BERTopic: add legend to term score decline

57 Views Asked by At

I plot the term score decline for a topic model I created on Google Colab with BERTopic. Great function. Works neat! But I need to add a legend. This parameter is not specified in the topic_model.visualize_term_rank() function. Only the figure title, width, height, log transformation and topics to be plotted can be adjusted.

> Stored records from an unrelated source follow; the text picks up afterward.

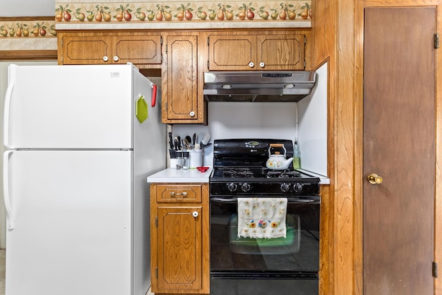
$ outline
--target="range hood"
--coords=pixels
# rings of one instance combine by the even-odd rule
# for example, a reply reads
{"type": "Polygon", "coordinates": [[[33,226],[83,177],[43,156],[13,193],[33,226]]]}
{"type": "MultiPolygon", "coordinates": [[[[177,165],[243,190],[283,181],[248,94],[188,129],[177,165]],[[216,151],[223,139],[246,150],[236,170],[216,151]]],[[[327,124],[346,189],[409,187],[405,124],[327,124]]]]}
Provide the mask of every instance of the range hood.
{"type": "Polygon", "coordinates": [[[316,82],[307,70],[206,72],[203,93],[209,102],[298,102],[316,82]]]}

The term score decline function outputs a plotly figure and is based on tmtoolkit. So I tried to tweak it there. But I cannot load tmtoolkit in colab. Tried import tmtoolkit and from tmtoolkit import topicmod patching things together from the reference. I found another colab file that uses tmtoolkit but it gave me the same error. Colab does not find tmtoolkit. So not a problem with my file but seems to be a general issue?

Another solution is to update the plotly figure. But how? Had a ponder in the reference and tried

import plotly.graph_objects as go
import plotly.express as px

labels = topic_model.topic_labels_
fig = model.visualize_term_rank(title = 'Topic Coherence', custom_labels = True)
fig.update_legends(patch = labels)
fig

This throws the below error.

TypeError: object of type 'int' has no len() What does it mean? It seems illogical to me that the length cannot be computed for an integer variable.

When I omit the line fig.update_legends(patch = labels) it produces the figure but without the legend I need.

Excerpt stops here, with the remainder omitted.